You Should Use Foreign Key Constraints in Rails
Updated 4/24/09: If you want to use foreign keys in your Rails project, checkout the migration_helpers and sexy_migrations plugins for a couple of options.
Jeff from Softies on Rails recommends doing without foreign keys and posted You Don’t Need Foreign Key Constraints In Rails to ask for our opinions.
He’s right. You don’t need foreign key constraints, just like you don’t need a seatbelt in your car. Your car will drive perfectly fine without one. You can drive cross-country at 120 miles per hour without a seatbelt, but may the Flying Spaghetti Monster have mercy on your soul you if you hit a tree.
It looks like everyone is on the FK side so far in the discussion. Of course, DHH hasn’t commented yet, so that may change. Rails is notorious for being “opinionated software”, and this is one of those opinions that a lot of people happen to disagree with, and is one of very few (the only?) cases where the majority of Rails users overwhelmingly, strongly disagree with the Rails philosophy.
One argument against FKs is that Rails’ ActiveRecord provides nifty relationship wiring and validation utilities, like belongs_to, has_many, and has_and_belongs_to_many. Since this logic is defined in the model, repeating it in the database is not DRY. Plus, FKs make it harder to deal with complicated relationships. You can’t delete an entity without first deleting its child entities (which :dependent => :destroy will do for you if you want closure).

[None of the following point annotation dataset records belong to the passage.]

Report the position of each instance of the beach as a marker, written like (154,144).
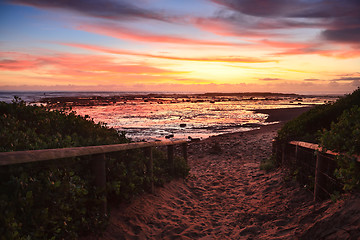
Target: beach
(227,196)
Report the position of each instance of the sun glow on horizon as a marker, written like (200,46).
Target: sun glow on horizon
(156,45)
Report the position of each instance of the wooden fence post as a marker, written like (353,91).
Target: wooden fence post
(319,177)
(99,170)
(184,148)
(150,167)
(283,156)
(171,158)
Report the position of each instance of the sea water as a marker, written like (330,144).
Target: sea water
(171,116)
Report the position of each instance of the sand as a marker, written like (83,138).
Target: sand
(227,196)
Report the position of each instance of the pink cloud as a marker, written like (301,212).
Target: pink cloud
(233,59)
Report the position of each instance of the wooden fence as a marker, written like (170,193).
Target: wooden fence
(314,167)
(98,158)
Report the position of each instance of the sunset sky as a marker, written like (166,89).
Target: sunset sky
(301,46)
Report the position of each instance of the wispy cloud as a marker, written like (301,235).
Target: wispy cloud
(118,31)
(270,79)
(76,65)
(233,59)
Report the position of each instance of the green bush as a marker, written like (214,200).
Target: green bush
(344,137)
(57,199)
(307,126)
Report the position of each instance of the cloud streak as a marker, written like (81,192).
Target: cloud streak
(340,20)
(231,59)
(117,31)
(107,9)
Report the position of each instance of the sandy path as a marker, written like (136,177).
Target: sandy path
(227,196)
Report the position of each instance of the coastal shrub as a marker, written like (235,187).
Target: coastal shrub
(344,137)
(335,127)
(57,199)
(306,127)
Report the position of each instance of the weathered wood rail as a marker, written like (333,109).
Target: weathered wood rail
(98,158)
(311,162)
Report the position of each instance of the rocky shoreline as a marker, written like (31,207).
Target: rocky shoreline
(227,196)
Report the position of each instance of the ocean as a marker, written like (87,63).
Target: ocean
(157,116)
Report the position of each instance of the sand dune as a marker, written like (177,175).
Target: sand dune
(227,196)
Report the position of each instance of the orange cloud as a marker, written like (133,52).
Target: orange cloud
(232,59)
(76,65)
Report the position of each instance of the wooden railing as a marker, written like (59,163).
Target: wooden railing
(98,158)
(312,164)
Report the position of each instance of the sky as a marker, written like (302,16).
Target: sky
(288,46)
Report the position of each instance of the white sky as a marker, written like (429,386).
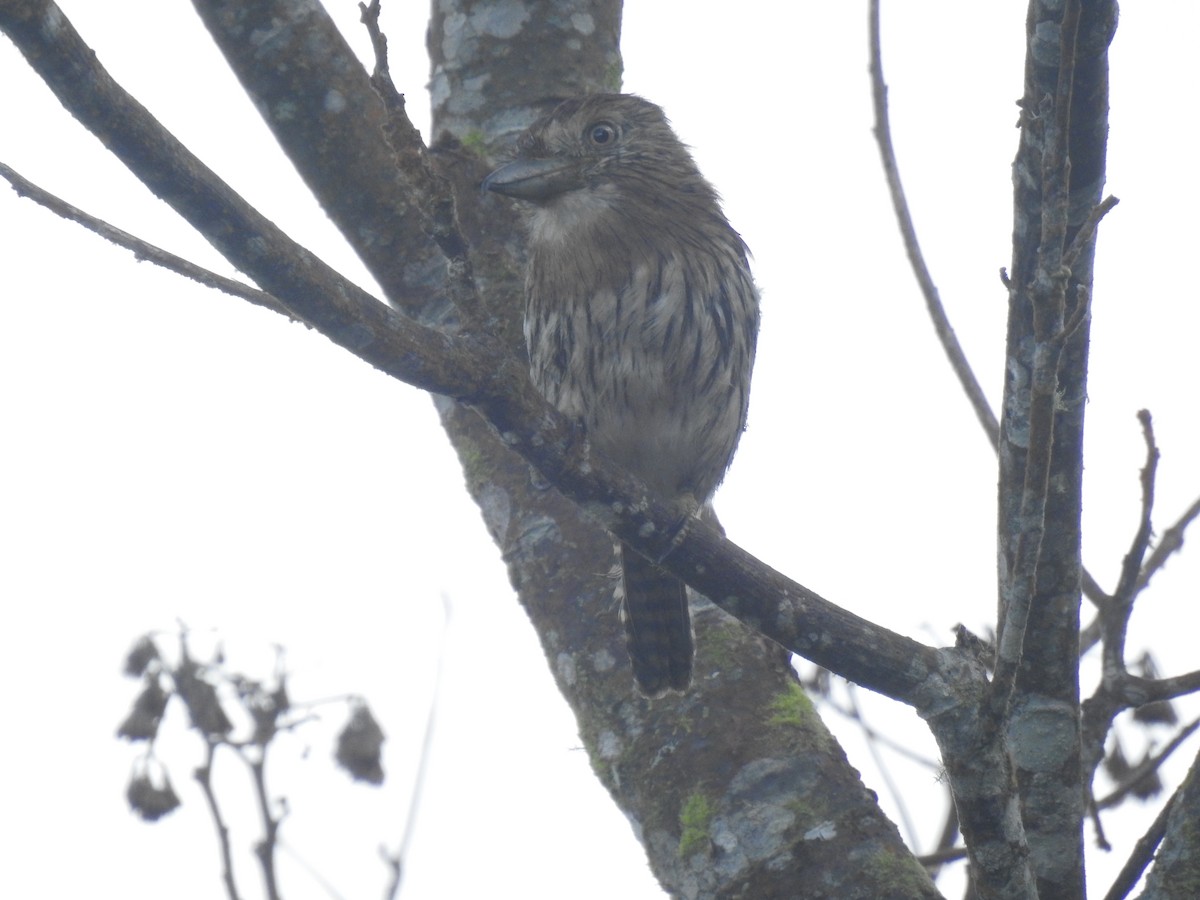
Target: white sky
(174,454)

These aren’t bad reasons, but they’re not good enough to outweigh the benefits of foreign keys, or to offset the potential cost of a weird bug that creates inconsistent data. A fairly common problem in Rails with foreign keys is setting up and tearing down test fixtures — but let’s face it, fixtures pretty much suck, and there are ways to deal with the problem. Referential integrity is more important than cheap, lazy fixtures.
Foreign keys may repeat something that’s already defined in the model code, but so what? Relationships rarely change, and when they do, you’re probably going to be changing the database anyway. It’s not as if they’re likely to get out of sync.
Foreign keys are pretty easy to create, especially if you use a plugin like sexy migrations, and they don’t add much overhead. (Oddly, Rails 2.0 borrowed quite a bit from sexy migrations but didn’t include the foreign key stuff.)
Some databases provide the option to automatically index the columns that are foreign keys, saving you the trouble of adding the indexes yourself. (Foreign keys tend to be columns that you’d want to index. Consider fetching a post’s comments: SELECT * FROM comments WHERE post_id = 1 should use an index on post_id.)
And of course, without foreign keys how can you generate an ER diagram to hang on the wall for everyone to admire? (Note: I don’t do that.)